Friday afternoon, I found myself sitting on my best friend's back porch. Her boys are Marshall's best friends in the world and he was in little boy heaven spending the night with them on Thursday night. I swore I was just going to pick Marshall up and not stay to visit. Haha. No way. Ever since their family moved about an hour away, we soak up every minute we can get with them. Okay, actually, we've always been like that. I've been known to be at her house for hours past the time I was planning to leave.

This friend is in a small circle of women who I let in on the details of my life. I mean the gritty details. My true unfiltered feelings. My ugly crying and occasional swearing. I've yelled and screamed and sobbed with her. Once when life was really messy, she talked me into going home while I walked around my neighborhood after a run, refusing to go home. She has dropped everything for me more times than I can count. She has been with me on the very worst days of my life. And she always, always, always points me back to Jesus. Always. 

Sitting on her patio the other day, I couldn't help but cry. Remembering when we'd first met at BSF almost nine years ago. We had these lives back then. Charming suburban lives. Beautiful house, nice neighborhood, cute kid, hardworking husband, stay at home mom, Bible study, wrap it up with a bow, pretty package lives. We didn't really know suffering or trials or brokenness. Young moms who talked on the phone about preschools, nap times and avoiding germs. 

It didn't take long before things started to get real. Her family was called to foster care. The twists and turns of that journey have brought joy and heartache that they never could have foreseen. I was walking out a broken and reconciled marriage, then a shattered marriage, divorce and single momhood.  And in the midst of those major story lines were the simple everyday moments, bitter, sweet, extraordinary and mundane moments that make up a life. 

I looked at my dear friend sitting across from me, listening to our 9 (yes, nine!) kids playing together, and was overcome with God's goodness. Sometimes, when we are drowning in the difficult, it feels impossible to take a breath. The waves of sorrow overtake us and seem to pull us under. We wonder how there could ever be an end to the pain - let alone purpose to any of it or even the hope of redemption. 
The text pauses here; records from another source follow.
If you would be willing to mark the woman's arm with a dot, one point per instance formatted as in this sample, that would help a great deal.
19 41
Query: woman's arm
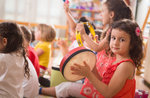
103 44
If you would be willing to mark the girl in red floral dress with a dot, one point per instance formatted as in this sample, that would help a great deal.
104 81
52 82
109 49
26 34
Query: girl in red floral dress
118 79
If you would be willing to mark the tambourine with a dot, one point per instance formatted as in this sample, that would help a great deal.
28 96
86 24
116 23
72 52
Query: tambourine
77 55
78 36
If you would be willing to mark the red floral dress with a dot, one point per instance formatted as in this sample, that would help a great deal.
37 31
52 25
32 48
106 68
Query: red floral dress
127 91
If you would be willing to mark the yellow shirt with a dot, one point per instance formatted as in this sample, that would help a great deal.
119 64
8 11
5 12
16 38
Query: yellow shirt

Yet, there is relief. There is purpose. And there is so much redemption. God comforts us in our suffering so we can comfort others in theirs. 

My friend's path and mine have been so different. Our journeys are not identical by any stretch of the imagination. Yet, this woman has spurred me on. As the Lord has comforted her in her troubles, she has been able to turn around and offer that same comfort to me in mine. I see a woman transformed by the Lord through the trials. I see wisdom gained and Christlikeness emerging. And, I was overwhelmed by all that God has done in, for and through my dear friend. 

If we'd known. If we'd known the pain and the gut-wrenching sobs, the trials and the sleepless nights. If we'd known the paths the Lord had set before us. We never would have taken them. Heck no. I mean, we were moms who were terrified of our kids just getting the occasional virus. 

But we were forced to walk by faith and I'm so grateful for it. I'm so grateful that God had bigger plans than we could have imagined. I'm so glad that we suffered and walked through hardship with Jesus. It's not the Christian life that either of us imagined. We've lost those lives over the years. But in losing our lives, we found them. In letting those lives die, seeds were planted and took root and brought forth new, beautiful life with deep roots in Jesus.